Based on these results it is clear that 12-HOA has two roles in the system H2O–C12E7–12-HOA. On the one hand, it acts as co-surfactant, which results in the stabilization of the lamellar phase Lα and at the same time in the destabilization of the hexagonal phase H1. This effect can be explained by Israelachvili’s packing parameter, which is the ratio of hydrophobic area to the effective hydrophilic head group area [31]. By adding 12-HOA to the system H2O–C12E7, a C18 chain is introduced which increases the volume of the hydrophobic chains. As a consequence, the packing parameter is increased, and the surfactant layer has a lower curvature. This stabilizes the lamellar phase Lα, and simultaneously destabilizes the hexagonal phase H1 [31,32,33]. On the other hand, it seems that at sufficient high gelator concentrations, i.e., for η > 0.025–0.05, the bilayers of the lamellar phase are saturated by 12-HOA and 12-HOA starts to act as gelator. The sol-gel transition temperature of the system H2O–C12E7–12-HOA (η = 0.05) decreases with increasing surfactant concentration γa which can be explained by an increasing surfactant layer at higher surfactant concentrations γa. The higher the surfactant concentrations γa, the more likely 12-HOA is incorporated in the surfactant layer instead of forming the gelator network, which leads to weaker gels with lower sol-gel transition temperatures Tsol-gel. The system H2O–C12E7 thus is a better solvent for 12-HOA at high surfactant concentrations γa than at low ones. This concentration dependence is already evident at the lowest 12-HOA concentration η = 0.015. While the appearance of the lamellar Lα phase at high surfactant mass fractions does not change in the presence of 12-HOA at η = 0.015, the otherwise clear hexagonal H1 phase becomes turbid, which may indicate the start of a gel formation. Therefore, we focused our study on the system H2O–C12E7–12-HOA at η = 0.015, in order to answer the question whether 12-HOA acts as both gelator and co-surfactant already at the lowest 12-HOA mass fraction.

2.2. 2H NMR

We performed 2H NMR measurements in order to complement the visual phase studies of the system H2O–C12E7–12-HOA at η = 0.015 as the determination of the phase boundary of the hexagonal phase H1 at surfactant concentrations γa ≈ 0.40 is difficult by means of visual observation, in particular, in the presence of 12-HOA which makes the sample turbid.
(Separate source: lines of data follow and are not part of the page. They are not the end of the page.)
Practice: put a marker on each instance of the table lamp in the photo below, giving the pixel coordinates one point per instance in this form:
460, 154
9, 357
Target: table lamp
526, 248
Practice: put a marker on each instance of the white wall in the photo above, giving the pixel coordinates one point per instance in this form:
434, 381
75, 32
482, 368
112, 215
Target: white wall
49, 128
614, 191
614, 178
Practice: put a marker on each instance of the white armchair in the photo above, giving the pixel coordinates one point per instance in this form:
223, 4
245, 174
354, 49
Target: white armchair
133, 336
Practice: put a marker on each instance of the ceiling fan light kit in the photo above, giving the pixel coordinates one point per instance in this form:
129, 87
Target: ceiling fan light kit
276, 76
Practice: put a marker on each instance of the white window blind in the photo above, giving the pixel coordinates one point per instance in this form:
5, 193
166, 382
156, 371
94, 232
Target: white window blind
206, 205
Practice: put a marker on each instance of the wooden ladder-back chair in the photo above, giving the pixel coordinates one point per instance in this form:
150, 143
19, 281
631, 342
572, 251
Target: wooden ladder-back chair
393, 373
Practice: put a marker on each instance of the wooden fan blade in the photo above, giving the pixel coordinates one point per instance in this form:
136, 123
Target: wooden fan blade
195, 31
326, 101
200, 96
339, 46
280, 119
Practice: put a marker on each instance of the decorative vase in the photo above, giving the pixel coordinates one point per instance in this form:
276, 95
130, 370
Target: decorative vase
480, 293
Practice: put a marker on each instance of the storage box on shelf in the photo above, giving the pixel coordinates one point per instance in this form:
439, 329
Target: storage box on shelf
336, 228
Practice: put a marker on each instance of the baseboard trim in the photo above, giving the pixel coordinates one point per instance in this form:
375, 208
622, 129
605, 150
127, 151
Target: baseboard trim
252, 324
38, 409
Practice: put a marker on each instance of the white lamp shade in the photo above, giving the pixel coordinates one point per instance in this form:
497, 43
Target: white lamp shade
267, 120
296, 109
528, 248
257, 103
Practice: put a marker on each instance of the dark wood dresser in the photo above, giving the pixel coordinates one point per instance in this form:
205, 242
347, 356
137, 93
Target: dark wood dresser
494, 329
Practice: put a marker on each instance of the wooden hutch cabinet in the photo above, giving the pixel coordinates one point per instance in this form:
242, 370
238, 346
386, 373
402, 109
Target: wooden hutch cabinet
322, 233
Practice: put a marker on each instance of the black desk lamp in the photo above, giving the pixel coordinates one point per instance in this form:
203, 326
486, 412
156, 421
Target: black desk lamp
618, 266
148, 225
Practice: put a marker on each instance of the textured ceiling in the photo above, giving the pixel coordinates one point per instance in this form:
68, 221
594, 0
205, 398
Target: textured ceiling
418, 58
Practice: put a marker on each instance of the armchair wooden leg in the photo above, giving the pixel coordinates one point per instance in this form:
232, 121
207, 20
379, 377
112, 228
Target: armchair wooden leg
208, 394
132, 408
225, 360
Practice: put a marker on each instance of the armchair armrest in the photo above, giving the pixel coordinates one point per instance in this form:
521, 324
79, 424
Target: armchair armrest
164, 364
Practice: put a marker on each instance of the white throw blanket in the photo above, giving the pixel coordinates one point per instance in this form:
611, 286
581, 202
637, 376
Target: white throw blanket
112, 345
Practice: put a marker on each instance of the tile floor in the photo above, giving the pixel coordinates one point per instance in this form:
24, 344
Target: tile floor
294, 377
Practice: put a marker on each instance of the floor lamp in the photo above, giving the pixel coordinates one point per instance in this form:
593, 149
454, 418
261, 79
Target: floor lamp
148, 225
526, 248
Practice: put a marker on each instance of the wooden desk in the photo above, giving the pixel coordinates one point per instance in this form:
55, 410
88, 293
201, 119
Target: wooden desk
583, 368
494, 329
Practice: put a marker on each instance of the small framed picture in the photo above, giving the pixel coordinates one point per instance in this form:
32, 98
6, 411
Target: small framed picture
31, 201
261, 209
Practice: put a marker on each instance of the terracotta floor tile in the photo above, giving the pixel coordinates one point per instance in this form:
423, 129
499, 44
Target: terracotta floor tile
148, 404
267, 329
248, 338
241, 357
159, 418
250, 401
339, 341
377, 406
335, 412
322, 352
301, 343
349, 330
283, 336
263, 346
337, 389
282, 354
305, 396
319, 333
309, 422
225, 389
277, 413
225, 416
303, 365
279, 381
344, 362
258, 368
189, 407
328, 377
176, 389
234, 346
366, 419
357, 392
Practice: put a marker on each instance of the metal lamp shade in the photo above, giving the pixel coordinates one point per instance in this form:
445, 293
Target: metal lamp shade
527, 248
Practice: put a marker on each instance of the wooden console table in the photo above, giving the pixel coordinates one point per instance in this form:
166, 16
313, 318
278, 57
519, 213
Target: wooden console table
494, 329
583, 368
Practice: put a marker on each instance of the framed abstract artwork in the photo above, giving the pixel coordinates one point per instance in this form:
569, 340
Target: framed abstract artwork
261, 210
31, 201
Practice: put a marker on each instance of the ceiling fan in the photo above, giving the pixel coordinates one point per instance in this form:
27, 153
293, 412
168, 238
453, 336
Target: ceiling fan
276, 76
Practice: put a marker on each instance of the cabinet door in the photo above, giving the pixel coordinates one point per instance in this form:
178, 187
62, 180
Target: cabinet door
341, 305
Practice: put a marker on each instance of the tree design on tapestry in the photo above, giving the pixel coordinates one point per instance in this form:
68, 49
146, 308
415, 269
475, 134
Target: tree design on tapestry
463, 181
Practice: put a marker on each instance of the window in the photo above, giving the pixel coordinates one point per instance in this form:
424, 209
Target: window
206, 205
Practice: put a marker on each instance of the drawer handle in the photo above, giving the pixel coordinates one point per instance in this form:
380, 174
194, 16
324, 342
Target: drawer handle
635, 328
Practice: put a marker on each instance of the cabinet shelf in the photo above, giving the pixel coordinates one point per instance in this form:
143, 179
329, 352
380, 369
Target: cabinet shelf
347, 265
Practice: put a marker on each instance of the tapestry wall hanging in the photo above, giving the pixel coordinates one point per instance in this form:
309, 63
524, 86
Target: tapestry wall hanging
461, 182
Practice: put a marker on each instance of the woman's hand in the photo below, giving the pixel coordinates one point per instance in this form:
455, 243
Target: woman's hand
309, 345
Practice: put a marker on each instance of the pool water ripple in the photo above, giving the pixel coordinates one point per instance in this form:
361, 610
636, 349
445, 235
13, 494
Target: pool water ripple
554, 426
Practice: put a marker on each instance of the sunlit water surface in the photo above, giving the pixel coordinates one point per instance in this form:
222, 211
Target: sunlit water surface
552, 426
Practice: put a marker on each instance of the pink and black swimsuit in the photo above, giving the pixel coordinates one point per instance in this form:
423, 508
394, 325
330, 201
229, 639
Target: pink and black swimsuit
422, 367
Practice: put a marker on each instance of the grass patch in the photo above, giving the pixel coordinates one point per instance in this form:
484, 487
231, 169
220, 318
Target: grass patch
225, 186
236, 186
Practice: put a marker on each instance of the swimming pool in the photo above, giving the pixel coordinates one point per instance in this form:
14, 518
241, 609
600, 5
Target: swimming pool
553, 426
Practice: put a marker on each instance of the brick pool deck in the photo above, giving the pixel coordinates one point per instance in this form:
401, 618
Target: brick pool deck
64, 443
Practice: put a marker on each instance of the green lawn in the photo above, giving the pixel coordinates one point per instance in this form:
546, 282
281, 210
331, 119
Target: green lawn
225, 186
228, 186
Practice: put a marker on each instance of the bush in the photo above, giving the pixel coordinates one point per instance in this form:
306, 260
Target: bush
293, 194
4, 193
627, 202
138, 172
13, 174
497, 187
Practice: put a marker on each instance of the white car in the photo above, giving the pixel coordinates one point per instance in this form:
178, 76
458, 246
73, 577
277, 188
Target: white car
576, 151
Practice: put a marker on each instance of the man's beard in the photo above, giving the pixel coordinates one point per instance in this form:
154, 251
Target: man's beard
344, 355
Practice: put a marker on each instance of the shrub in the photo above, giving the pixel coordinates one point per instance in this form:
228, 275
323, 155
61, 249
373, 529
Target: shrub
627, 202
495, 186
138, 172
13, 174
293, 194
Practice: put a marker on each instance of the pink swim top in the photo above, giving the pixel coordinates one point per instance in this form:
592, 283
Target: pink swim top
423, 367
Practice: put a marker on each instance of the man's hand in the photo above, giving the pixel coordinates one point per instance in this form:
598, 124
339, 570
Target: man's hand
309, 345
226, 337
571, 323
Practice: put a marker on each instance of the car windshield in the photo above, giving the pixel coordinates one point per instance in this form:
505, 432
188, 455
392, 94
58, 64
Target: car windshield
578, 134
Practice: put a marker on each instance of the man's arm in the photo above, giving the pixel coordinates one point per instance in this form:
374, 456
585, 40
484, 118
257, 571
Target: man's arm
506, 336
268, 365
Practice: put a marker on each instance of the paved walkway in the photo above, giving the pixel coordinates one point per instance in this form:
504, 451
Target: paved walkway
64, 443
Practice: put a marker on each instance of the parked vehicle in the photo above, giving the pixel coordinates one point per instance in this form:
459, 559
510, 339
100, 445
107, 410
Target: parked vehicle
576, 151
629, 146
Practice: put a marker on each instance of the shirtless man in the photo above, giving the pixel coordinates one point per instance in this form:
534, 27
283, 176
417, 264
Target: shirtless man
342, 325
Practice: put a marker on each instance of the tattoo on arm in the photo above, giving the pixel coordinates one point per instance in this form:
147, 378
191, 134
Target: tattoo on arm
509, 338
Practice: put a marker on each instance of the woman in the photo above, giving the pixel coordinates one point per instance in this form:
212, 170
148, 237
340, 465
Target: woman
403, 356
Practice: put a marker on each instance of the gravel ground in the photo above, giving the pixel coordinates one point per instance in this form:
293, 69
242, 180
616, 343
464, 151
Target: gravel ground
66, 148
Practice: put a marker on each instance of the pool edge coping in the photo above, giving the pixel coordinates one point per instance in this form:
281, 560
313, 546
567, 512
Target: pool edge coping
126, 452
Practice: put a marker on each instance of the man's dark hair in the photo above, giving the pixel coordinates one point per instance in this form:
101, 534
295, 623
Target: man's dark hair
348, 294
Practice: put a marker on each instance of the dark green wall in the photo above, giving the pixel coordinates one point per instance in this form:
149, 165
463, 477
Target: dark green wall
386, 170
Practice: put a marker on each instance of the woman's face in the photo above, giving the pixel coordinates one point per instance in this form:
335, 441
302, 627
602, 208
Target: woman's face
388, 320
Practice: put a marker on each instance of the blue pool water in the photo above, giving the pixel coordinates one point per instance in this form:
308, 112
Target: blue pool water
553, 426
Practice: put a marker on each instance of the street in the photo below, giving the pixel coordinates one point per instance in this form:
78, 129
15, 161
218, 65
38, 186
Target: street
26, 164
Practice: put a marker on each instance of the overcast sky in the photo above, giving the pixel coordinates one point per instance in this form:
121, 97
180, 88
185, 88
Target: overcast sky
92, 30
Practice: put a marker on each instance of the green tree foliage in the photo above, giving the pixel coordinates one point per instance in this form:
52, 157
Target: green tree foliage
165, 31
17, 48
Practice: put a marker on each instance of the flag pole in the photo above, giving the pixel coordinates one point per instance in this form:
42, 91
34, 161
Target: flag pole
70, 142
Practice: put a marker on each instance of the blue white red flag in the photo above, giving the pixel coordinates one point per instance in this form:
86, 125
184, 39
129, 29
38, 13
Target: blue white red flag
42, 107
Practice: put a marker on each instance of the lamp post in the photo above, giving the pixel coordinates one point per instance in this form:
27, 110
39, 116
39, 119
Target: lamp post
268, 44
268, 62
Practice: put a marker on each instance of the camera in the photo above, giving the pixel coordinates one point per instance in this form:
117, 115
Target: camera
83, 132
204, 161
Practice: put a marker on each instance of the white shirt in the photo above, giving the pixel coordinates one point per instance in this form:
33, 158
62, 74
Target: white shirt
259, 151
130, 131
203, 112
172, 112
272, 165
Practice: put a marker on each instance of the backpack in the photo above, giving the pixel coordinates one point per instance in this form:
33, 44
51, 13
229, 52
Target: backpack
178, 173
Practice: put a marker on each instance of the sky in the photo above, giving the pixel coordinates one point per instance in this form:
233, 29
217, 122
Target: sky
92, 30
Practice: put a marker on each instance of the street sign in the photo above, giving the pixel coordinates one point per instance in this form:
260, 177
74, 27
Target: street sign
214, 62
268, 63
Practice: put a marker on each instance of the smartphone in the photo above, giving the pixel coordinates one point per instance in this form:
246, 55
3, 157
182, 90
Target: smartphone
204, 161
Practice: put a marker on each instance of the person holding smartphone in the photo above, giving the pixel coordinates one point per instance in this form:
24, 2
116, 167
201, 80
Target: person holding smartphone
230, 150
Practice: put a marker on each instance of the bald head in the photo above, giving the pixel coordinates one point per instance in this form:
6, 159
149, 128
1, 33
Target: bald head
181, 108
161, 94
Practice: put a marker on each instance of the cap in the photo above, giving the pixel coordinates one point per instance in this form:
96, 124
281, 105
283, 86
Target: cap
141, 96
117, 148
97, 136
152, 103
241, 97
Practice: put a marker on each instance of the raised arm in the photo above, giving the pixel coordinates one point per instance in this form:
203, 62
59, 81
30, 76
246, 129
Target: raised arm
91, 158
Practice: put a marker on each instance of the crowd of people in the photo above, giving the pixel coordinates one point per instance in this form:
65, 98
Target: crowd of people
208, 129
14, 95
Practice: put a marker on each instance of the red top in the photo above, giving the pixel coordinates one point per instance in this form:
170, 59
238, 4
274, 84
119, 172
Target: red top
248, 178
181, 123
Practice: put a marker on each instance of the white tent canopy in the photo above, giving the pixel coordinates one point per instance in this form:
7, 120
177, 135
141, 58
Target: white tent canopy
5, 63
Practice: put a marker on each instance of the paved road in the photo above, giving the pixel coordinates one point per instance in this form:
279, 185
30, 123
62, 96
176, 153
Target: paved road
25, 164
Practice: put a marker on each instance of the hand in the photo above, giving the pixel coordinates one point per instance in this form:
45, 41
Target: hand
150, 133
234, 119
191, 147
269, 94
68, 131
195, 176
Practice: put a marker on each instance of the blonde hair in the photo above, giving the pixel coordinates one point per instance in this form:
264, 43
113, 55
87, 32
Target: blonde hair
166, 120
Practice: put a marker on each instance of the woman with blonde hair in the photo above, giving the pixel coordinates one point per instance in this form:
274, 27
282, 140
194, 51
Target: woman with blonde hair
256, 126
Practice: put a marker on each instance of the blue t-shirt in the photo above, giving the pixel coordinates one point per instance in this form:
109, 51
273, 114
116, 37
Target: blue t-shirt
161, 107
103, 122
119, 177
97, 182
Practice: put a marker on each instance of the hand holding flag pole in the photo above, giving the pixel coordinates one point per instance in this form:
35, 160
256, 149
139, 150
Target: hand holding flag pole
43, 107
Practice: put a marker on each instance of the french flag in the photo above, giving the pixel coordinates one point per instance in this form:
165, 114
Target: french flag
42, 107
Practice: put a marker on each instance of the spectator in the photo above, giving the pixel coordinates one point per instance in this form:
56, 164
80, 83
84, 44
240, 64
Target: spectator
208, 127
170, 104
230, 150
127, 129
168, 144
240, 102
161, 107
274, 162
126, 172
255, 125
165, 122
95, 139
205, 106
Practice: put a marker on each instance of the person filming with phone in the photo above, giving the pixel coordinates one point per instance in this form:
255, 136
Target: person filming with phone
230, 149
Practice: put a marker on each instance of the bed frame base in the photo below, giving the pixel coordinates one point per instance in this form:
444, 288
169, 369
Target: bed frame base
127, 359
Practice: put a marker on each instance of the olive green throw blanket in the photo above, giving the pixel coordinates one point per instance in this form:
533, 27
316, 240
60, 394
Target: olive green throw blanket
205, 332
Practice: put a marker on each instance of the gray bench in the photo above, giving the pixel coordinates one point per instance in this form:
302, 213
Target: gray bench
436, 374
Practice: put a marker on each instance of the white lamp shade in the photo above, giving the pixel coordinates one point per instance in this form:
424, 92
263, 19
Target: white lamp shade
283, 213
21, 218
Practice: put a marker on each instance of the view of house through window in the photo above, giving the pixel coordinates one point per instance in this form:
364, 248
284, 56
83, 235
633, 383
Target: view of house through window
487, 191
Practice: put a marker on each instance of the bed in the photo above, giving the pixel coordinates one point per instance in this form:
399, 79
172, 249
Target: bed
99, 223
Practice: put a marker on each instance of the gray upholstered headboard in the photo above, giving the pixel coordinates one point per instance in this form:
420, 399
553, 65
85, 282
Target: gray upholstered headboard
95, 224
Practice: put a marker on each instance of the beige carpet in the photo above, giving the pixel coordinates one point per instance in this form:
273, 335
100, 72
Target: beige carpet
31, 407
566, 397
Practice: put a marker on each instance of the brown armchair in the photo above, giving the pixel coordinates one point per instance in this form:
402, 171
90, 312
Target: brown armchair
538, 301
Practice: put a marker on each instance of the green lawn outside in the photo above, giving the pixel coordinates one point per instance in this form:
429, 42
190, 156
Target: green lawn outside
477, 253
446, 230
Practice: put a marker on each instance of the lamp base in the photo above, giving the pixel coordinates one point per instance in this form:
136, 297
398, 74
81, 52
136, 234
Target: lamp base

For this purpose, H2O needed to be replaced by D2O, which, in turn, requires a phase study of D2O–C12E7. The phase diagram of D2O–C12E7 is available in the Appendix A (Figure A1). It was found that the lyotropic liquid crystalline phases were shifted to slightly smaller surfactant mass fractions γa. Moreover, the phase boundary of the hexagonal phase H1 was shifted by ΔT = 1–2 °C to lower values, whereas the phase boundary of the lamellar phase Lα was shifted to higher temperatures by ΔT = 2–3 °C. The miscibility gap at low surfactant concentrations and at high temperatures was shifted to lower temperatures by ΔT = 2–3 °C, i.e., it seems that the surfactant is more hydrophobic in the presence of D2O [29]. The temperature shifts caused by replacing H2O by D2O are the same for the systems without and with 12-HOA. We performed temperature dependent 2H NMR measurements at γa = 0.37 and 0.38 for the system D2O–C12E7 and at γa = 0.36 and 0.38 for the system D2O–C12E7–12-HOA (η = 0.015). In the following, we will discuss the 2H NMR spectra of the systems D2O–C12E7 and D2O–C12E7–12-HOA (η = 0.015) at γa = 0.38. The spectra of the systems D2O–C12E7 at γa = 0.37 and D2O–C12E7–12-HOA (η = 0.015) at γa = 0.36 are shown in the Appendix A (Figure A2).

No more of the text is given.